34« Figure à la fois rhétorique et doxale, dans sa propension à cultiver le lieu commun du discours de proximité, de vérité (dominante éthique) », la transparence est sans doute, comme le souligne Jean-Jacques Boutaud (2005), une de nos mythologies modernes, qu’elle vienne nourrir le champ de l’action politique, des échanges marchands, entrelaçant toujours à nouveaux frais vie publique et vie privée, données personnelles et données commerciales. Une approche communicationnelle des marques permet à cet égard de comprendre les ressorts et les enjeux des images qu’elles construisent en investissant l’espace numérique, et, plus encore, les promesses sur lesquelles elles s’appuient pour réinventer le lien commercial. Ainsi les comptes Facebook ou Instagram des marques, tout comme les blogs qu’elles consacrent parfois à leurs collections ou à un produit, ont-ils précisément pour objectif de déployer un ethos qui se distingue de formes trop ouvertement publicitaires et qui privilégie la mise en discours de valeurs de proximité, de personnalisation, de convivialité, d’interaction directe, autrement dit une éthique de la communication. Ce type de processus s’inscrit dans la dynamique de « dépublicitarisation » généralisée étudiée de près par Caroline Marti (2014), et qui consiste notamment en une « euphémisation des signes publicitaires », et un « brouillage énonciatif des discours produits ». Les marques déploient un ethos – voire une auctorialité (Marti 2013 : 25) – fondé sur des stratégies énonciatives et éditoriales qui tendent à déplacer la focale et l’attention des internautes et des consommateurs. Là comme ailleurs, « la transparence est devenue une vertu communicationnelle puissante participant de la construction d’une image institutionnelle positive » (Galibert 2005 : 85). Cette élaboration fine d’une image de marque proche de ses clients emprunte dès lors des formes et des dispositifs socio-techniques censés véhiculer cet imaginaire. Avant qu’elles n’investissent les blogs et les réseaux sociaux, Olivier Galibert a montré comment les entreprises et les institutions ont en effet cherché à développer des communautés virtuelles associées à leur enseigne et à leurs produits parce qu’elles reposaient sur une « éthique du don et de la discussion ».

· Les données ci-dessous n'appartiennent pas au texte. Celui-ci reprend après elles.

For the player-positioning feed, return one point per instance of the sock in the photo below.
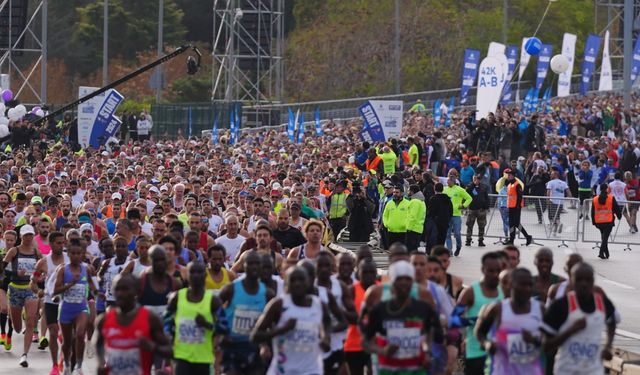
(3, 322)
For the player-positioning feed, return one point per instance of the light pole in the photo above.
(105, 44)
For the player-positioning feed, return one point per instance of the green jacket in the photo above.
(458, 196)
(395, 216)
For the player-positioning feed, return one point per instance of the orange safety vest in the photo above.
(512, 196)
(603, 212)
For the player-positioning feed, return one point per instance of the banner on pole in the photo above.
(606, 75)
(469, 73)
(568, 51)
(543, 64)
(512, 55)
(490, 82)
(591, 49)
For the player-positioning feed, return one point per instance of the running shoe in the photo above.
(23, 361)
(43, 344)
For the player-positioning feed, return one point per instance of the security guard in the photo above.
(515, 202)
(603, 209)
(395, 217)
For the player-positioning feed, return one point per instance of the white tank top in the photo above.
(111, 272)
(581, 353)
(337, 338)
(298, 352)
(50, 281)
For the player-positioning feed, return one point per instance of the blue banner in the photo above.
(512, 56)
(372, 122)
(318, 124)
(452, 102)
(635, 68)
(300, 128)
(291, 125)
(543, 64)
(591, 51)
(469, 72)
(437, 113)
(103, 118)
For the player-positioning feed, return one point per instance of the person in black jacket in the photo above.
(439, 212)
(477, 209)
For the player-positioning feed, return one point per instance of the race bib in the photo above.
(123, 361)
(408, 340)
(26, 265)
(75, 294)
(189, 332)
(519, 351)
(244, 320)
(304, 338)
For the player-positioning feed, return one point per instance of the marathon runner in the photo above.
(128, 334)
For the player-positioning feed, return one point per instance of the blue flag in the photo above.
(543, 64)
(300, 127)
(291, 125)
(319, 131)
(591, 51)
(190, 121)
(452, 101)
(469, 73)
(437, 114)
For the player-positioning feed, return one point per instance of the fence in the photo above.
(621, 233)
(544, 218)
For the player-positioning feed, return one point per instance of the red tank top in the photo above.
(122, 349)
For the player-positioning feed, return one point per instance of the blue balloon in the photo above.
(533, 46)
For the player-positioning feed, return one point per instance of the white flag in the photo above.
(606, 79)
(568, 51)
(491, 79)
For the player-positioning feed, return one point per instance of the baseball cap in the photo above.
(85, 227)
(27, 229)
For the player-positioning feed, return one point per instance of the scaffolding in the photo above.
(23, 48)
(609, 15)
(248, 49)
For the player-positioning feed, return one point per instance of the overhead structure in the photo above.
(248, 45)
(23, 48)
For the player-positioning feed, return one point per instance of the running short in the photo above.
(241, 359)
(19, 296)
(51, 313)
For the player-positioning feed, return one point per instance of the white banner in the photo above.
(491, 79)
(606, 76)
(389, 113)
(568, 51)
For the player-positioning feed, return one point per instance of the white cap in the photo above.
(401, 268)
(86, 226)
(27, 229)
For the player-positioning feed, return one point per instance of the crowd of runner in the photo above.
(190, 257)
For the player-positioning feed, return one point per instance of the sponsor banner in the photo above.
(591, 49)
(568, 51)
(491, 79)
(469, 73)
(606, 75)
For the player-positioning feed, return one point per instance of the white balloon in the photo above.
(4, 131)
(559, 64)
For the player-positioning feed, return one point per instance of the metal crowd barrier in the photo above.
(621, 233)
(544, 218)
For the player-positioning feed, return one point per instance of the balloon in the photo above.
(7, 95)
(21, 109)
(559, 64)
(533, 46)
(4, 131)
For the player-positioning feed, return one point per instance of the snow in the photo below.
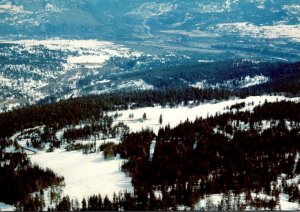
(136, 84)
(90, 60)
(8, 7)
(86, 175)
(270, 32)
(256, 80)
(286, 205)
(91, 53)
(5, 207)
(151, 9)
(214, 198)
(174, 116)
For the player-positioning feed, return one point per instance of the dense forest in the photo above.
(237, 154)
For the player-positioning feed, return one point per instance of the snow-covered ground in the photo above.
(270, 32)
(173, 116)
(85, 175)
(90, 174)
(5, 207)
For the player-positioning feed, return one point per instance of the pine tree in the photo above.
(160, 119)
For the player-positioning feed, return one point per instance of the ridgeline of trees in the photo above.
(73, 111)
(193, 160)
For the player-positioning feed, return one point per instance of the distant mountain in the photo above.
(138, 18)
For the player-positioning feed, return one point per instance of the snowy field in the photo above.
(90, 174)
(88, 53)
(86, 175)
(173, 116)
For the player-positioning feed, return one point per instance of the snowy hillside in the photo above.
(90, 174)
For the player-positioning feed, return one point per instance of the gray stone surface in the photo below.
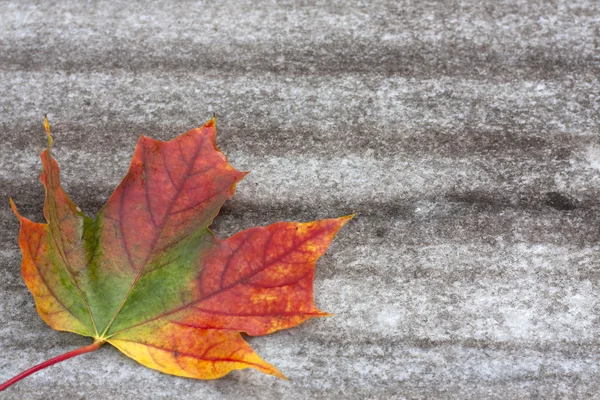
(464, 134)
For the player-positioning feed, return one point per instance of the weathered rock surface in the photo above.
(466, 135)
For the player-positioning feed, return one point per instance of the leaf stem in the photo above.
(86, 349)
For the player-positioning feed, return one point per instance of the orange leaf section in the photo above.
(257, 281)
(53, 301)
(261, 280)
(148, 276)
(187, 351)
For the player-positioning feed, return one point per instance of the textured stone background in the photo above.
(464, 134)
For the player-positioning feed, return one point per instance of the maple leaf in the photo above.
(150, 278)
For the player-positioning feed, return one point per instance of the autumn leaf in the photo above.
(150, 278)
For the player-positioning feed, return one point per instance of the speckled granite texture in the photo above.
(466, 135)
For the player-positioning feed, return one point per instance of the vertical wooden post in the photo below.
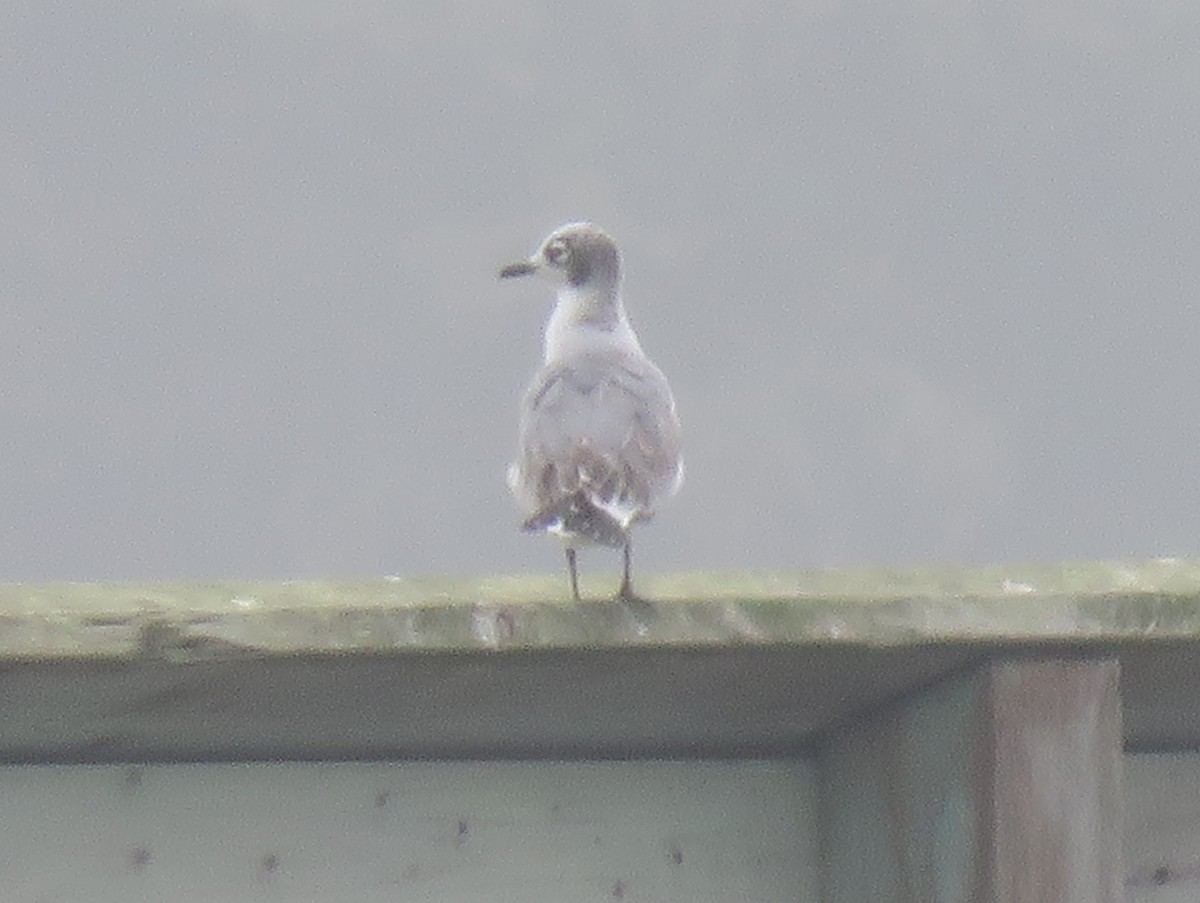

35Idéologie du Web très prégnante on l’a vu, l’invitation permanente à la transparence des échanges conduit aussi les internautes à déployer des usages plus lucides quant à l’impératif positif, à l’injonction au bonheur – ou du moins à sa représentation – très présente sur Internet. Qu’il s’agisse de l’utilisation massive d’émoticones renvoyant à des émotions positives ou des multiples formes et textualisations du like, du j’aime (Candel et Gomez-Mejia 2013) omniprésentes sur le Web, nombre d’utilisateurs proposent des discours inscrits contre une surenchère de l’ethos positif et narcissisant. S’il en va, certes, de l’image de soi circulant sur les réseaux, d’aucuns dénoncent les mises en scène et les petits arrangements avec la réalité que donnent à voir, à lire, ces représentations de soi euphoriques. Car les discours, les usages et les photographies présentes sur les réseaux sociaux tendent souvent à construire une face positive des usagers : choix de photos avantageuses publiées sur Facebook, accent mis sur des compétences professionnelles valorisées mentionnées sur un CV présenté sur LinkedIn ou Viadeo, utilisation de périphrases mélioratives pour décrire une situation précaire telles que « en recherche active de poste », mise en discours ou publication d’émotions positives à grand renfort de smileys et d’emojis sur Instagram, l’ethos numérique se veut résolument positif, joyeux, stable et heureux. Et pourtant, pour lutter contre un réel contrefait, contre la tendance à présenter des photos de soi, de ses vacances ou de chez soi trop lisses, rangées, parfaites, certains utilisateurs d’Instagram se mettent désormais à publier des photos « anti-IG » – en précisant qu’elles ne sont pas retravaillées, avec la mention « no filter », « sans filtre » – à montrer l’envers du décor (la maison avant le rangement spécial pour la photographie), la réalité de vies occupées, perturbées, le rythme réel de vacances qui ne sont pas faites que de repas copieux, joyeux et de bains de soleil, mais où la pluie, le vent, les imprévus, les disputes, les accidents s’invitent aussi.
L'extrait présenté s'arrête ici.